Strategic storytelling – the importance of sharing stories
This is a cross post from Couravel.com written by Mike Pounsford. The Oxfam Rich picture is by David Gifford.
Storytelling is often seen as a communication tool to be used by leaders to influence an audience. But some of the most powerful applications of strategic storytelling involve groups of people from all levels and disciplines sharing their stories and linking these to a higher strategic narrative. Global organisations such as the charity Oxfam, New Look – the fashion retailer, TUI – the travel company, GSK – the pharmaceutical giant and BAE Systems – the defence and engineering business, have all developed meaning and purpose for their people by encouraging people to tell their stories to each other.
There is a danger of creating too much mystique around storytelling by over-complicating it and worrying too much about developing story structure and metaphor. Too much emphasis on developing storytelling skills loses the authenticity that comes from people simply talking from the heart. Most people if asked when they have felt engaged at work or when they have felt connected to an organisation’s purpose, will tell a story. People do not need to be great raconteurs to do this. If the story is honest, matters to the storyteller and is relevant it will resonate with others.
For example, Oxfam GB has a narrative for its people to tell others about what Oxfam stands for and what it does. But the organisation struggled to take this narrative, despite powerful imagery and compelling anecdotes, off the page and into deeper conversations and exchanges that helped people connect in a more meaningful way.

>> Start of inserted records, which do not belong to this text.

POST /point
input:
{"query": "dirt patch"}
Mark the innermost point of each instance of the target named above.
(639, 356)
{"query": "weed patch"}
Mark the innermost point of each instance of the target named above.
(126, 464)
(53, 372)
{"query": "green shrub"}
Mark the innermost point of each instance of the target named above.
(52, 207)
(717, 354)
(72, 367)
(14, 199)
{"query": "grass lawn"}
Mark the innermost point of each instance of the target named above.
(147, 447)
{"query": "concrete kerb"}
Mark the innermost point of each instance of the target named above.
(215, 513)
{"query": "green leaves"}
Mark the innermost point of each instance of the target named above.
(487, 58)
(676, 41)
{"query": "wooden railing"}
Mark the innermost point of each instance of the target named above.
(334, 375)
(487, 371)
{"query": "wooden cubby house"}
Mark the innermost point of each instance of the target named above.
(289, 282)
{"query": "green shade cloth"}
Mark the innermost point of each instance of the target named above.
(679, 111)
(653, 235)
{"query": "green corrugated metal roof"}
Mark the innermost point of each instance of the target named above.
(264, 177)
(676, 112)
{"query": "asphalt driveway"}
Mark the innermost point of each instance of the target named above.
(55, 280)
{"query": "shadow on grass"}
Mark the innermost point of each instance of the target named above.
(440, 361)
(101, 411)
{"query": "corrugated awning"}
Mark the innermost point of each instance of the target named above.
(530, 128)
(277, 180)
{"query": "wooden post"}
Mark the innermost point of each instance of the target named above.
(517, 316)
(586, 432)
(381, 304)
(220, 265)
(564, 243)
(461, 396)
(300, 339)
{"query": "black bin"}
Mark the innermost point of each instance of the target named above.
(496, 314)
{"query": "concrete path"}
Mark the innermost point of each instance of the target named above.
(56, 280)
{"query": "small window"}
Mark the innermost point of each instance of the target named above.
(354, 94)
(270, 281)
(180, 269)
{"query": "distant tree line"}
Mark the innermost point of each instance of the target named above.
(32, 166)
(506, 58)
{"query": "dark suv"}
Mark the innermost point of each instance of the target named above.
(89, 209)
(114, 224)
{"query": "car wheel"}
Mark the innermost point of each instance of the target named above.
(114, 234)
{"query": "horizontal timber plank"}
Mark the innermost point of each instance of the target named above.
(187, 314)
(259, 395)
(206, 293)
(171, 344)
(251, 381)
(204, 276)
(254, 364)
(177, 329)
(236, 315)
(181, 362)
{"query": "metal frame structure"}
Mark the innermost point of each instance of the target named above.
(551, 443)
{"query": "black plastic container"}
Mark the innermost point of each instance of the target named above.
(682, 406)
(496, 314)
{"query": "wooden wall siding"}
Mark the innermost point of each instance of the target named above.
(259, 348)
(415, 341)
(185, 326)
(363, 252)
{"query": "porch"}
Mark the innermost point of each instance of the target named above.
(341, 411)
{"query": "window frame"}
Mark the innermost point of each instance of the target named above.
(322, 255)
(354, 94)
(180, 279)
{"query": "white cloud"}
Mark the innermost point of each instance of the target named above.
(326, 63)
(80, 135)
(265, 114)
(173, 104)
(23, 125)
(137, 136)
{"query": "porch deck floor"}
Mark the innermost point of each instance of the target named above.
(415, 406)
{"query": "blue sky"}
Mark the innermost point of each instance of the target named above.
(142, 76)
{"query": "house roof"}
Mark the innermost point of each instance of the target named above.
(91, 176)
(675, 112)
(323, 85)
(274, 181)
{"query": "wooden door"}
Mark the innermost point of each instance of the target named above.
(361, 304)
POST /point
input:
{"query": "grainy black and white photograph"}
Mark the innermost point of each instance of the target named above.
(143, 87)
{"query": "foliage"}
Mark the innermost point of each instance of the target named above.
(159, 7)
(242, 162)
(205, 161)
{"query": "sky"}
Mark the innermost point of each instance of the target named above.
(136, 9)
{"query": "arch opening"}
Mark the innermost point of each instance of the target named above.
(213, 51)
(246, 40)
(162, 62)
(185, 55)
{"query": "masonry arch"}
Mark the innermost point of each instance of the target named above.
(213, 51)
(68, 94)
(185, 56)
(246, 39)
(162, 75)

To overcome this a design team started telling each other stories about why they had joined Oxfam and what mattered to them. In this “First Conversation” they realized how important their personal stories were and how it helped them relate to each other. They developed a picture that captured the history of the organisation showing Oxfam as a global movement of millions of people who share the belief that, in a world rich in resources, poverty isn’t inevitable. This became “the Story of Us” and acted as a prompt for colleagues to share their stories.